The motivation for this turnaround comes from:

So it seems that a common expectation is that callbacks should work even when set on sub-estimators of meta-estimators or functions that don't implement callback support.

  • Why did we chose to make clone discard callbacks ?:
    my main reason was that callbacks expect the whole computation tree to work optimally. For instance, a progressbar on a bunch of cloned estimators inside a cross-val won't be able to show a progressbar for the cross-val itself, and will spawn that many threads degrading performances.

  • Can callback work (without changing everything) even in meta-estimators that don't support callback ?:
    It seems so.

    • Regular callbacks (e.g. metric monitoring) are already expected to be set on all clones and aggregates results from all of them. What's missing when the meta-estimator doesn't support callback is some information about the task in the meta-estimator, so for instance you can't link results to cv-folds after a cross-val.
    • Propagated callbacks also work as long as their setup is implemented correctly, i.e. setup from different clones should not try to override each other. It was irrelevant before because there was only one setup: before the fit of the outermost estimator.
  • What to do with the many threads spawned by Progressbar ?:

    • It degrades performances because of how it's implemented: it actively waits for content by inspecting the queue which requests the gil, at high frequency. It could be implemented differently, using async for instance and wait passively. I did not do that in the first place because I'm not familiar at all with async programming but we can keep that in mind for a future improvement.
    • In the meantime we can document that not using callbacks in the best setting is not optimal and may degrade performances

In the end I think it's a matter of choice. In this PR I removed the warning raised in clone but we could keep it and change the message to inform users that they're not using callbacks optimally and guide them to the documentation for adding callback support. I removed it because I felt that part of the concerns was the unexpected coupling between clone and the callback infrastructure, so better make things as simple as possible.

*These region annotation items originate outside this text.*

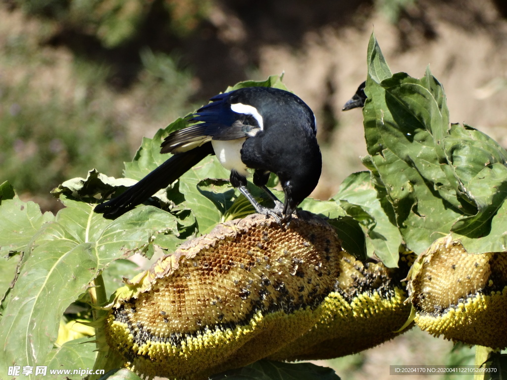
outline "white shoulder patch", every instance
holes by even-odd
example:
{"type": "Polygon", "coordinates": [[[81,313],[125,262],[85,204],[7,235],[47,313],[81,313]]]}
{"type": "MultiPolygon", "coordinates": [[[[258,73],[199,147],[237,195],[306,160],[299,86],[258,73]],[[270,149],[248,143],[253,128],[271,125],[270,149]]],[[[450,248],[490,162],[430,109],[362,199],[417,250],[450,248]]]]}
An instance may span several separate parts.
{"type": "Polygon", "coordinates": [[[242,113],[245,115],[251,115],[257,121],[259,126],[261,130],[264,129],[264,123],[262,120],[262,117],[259,113],[257,108],[251,105],[243,104],[242,103],[236,103],[231,104],[231,109],[236,113],[242,113]]]}

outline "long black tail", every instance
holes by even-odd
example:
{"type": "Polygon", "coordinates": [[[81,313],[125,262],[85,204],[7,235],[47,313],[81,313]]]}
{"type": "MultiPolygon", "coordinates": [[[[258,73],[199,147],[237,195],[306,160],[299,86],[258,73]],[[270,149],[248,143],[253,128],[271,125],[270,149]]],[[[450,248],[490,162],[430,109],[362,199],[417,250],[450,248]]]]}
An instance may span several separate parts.
{"type": "Polygon", "coordinates": [[[191,150],[174,155],[125,193],[98,205],[94,211],[103,213],[108,219],[117,218],[160,189],[167,187],[206,156],[213,153],[211,142],[207,142],[191,150]]]}

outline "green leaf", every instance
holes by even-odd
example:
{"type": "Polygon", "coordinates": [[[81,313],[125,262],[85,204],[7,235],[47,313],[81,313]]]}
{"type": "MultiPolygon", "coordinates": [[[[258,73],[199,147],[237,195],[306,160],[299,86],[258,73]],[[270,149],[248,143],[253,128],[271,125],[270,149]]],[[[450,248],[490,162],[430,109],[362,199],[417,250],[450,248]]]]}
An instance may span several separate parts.
{"type": "Polygon", "coordinates": [[[14,188],[9,182],[6,181],[0,184],[0,204],[2,203],[2,201],[14,199],[15,195],[14,188]]]}
{"type": "MultiPolygon", "coordinates": [[[[6,194],[10,194],[3,185],[6,194]]],[[[8,186],[7,186],[8,187],[8,186]]],[[[43,214],[39,205],[24,202],[17,197],[0,204],[0,253],[24,252],[45,223],[54,220],[50,212],[43,214]]]]}
{"type": "Polygon", "coordinates": [[[283,79],[283,74],[282,73],[279,75],[270,75],[265,81],[245,81],[244,82],[240,82],[234,86],[228,87],[225,92],[228,92],[229,91],[245,87],[274,87],[280,90],[288,91],[285,85],[282,82],[283,79]]]}
{"type": "Polygon", "coordinates": [[[211,380],[340,380],[334,370],[311,363],[289,363],[259,360],[237,369],[214,375],[211,380]]]}
{"type": "MultiPolygon", "coordinates": [[[[95,362],[95,344],[88,337],[79,338],[65,342],[61,347],[55,348],[46,358],[45,365],[48,366],[49,374],[50,369],[79,369],[86,370],[93,368],[95,362]]],[[[79,380],[85,376],[82,374],[65,374],[69,380],[79,380]]],[[[63,376],[62,376],[63,378],[63,376]]],[[[45,376],[42,376],[44,378],[45,376]]]]}
{"type": "Polygon", "coordinates": [[[141,270],[135,262],[125,259],[115,260],[110,264],[102,274],[107,297],[125,285],[124,277],[133,278],[141,270]]]}
{"type": "Polygon", "coordinates": [[[47,223],[8,295],[0,326],[0,378],[9,365],[45,365],[65,308],[93,280],[93,245],[78,244],[64,229],[47,223]],[[48,300],[51,300],[48,303],[48,300]]]}
{"type": "MultiPolygon", "coordinates": [[[[368,53],[367,58],[368,65],[368,75],[376,82],[380,83],[386,78],[391,76],[391,70],[387,65],[384,55],[380,50],[375,34],[372,33],[368,42],[368,53]]],[[[365,92],[369,98],[371,97],[365,89],[365,92]]]]}
{"type": "Polygon", "coordinates": [[[366,258],[365,234],[358,222],[348,216],[347,212],[333,200],[319,201],[307,198],[300,205],[303,210],[319,215],[335,227],[342,241],[342,246],[349,253],[360,260],[366,258]]]}
{"type": "Polygon", "coordinates": [[[392,205],[408,247],[421,253],[463,216],[437,154],[438,136],[447,130],[448,111],[440,84],[428,71],[422,80],[405,73],[388,77],[372,39],[375,52],[369,61],[363,109],[368,165],[379,195],[384,193],[392,205]]]}
{"type": "Polygon", "coordinates": [[[4,308],[6,305],[2,300],[14,285],[16,268],[21,259],[21,255],[20,254],[12,256],[9,255],[0,256],[0,305],[4,308]]]}
{"type": "Polygon", "coordinates": [[[371,174],[360,172],[351,174],[333,198],[361,225],[366,238],[368,255],[376,256],[390,268],[397,266],[402,236],[382,207],[371,174]]]}
{"type": "Polygon", "coordinates": [[[0,341],[9,348],[0,355],[0,368],[44,364],[64,311],[100,271],[117,258],[147,251],[158,234],[177,239],[178,219],[155,207],[135,209],[112,221],[94,213],[93,205],[62,198],[66,208],[34,234],[6,299],[0,341]]]}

Here's an example of what happens with progressbars in such an non-optimal setting:

In [1]: from sklearn.callback.tests._utils import MaxIterEstimator
   ...: from sklearn.callback import ProgressBar
   ...: from sklearn.model_selection import cross_validate
   ...: from sklearn.datasets import load_iris
   ...: 
   ...: X, y = load_iris(return_X_y=True)
   ...: 
   ...: def predict(self, X):
   ...:     return X[:,0].astype(int)
   ...: MaxIterEstimator.predict = predict
   ...: 
   ...: cross_validate(MaxIterEstimator().set_callbacks(ProgressBar()), X, y, scoring="accuracy")
MaxIterEstimator - fit ━━━━━━━━━━━━━━━━━━━━━━━━━━━━━━━━━━━━━━━━ 100% 0:00:00
MaxIterEstimator - fit ━━━━━━━━━━━━━━━━━━━━━━━━━━━━━━━━━━━━━━━━ 100% 0:00:00
MaxIterEstimator - fit ━━━━━━━━━━━━━━━━━━━━━━━━━━━━━━━━━━━━━━━━ 100% 0:00:00
MaxIterEstimator - fit ━━━━━━━━━━━━━━━━━━━━━━━━━━━━━━━━━━━━━━━━ 100% 0:00:00
MaxIterEstimator - fit ━━━━━━━━━━━━━━━━━━━━━━━━━━━━━━━━━━━━━━━━ 100% 0:00:00
Out[1]: 
{'fit_time': array([0.08449864, 0.07760406, 0.07409215, 0.07870388, 0.07620287]),
 'score_time': array([0.00337505, 0.00109816, 0.0011282 , 0.00085163, 0.00076461]),
 'test_score': array([0., 0., 0., 0., 0.])}

We don't have the global progress of cross-val and we don't know which bar corresponds to which fold but that still something.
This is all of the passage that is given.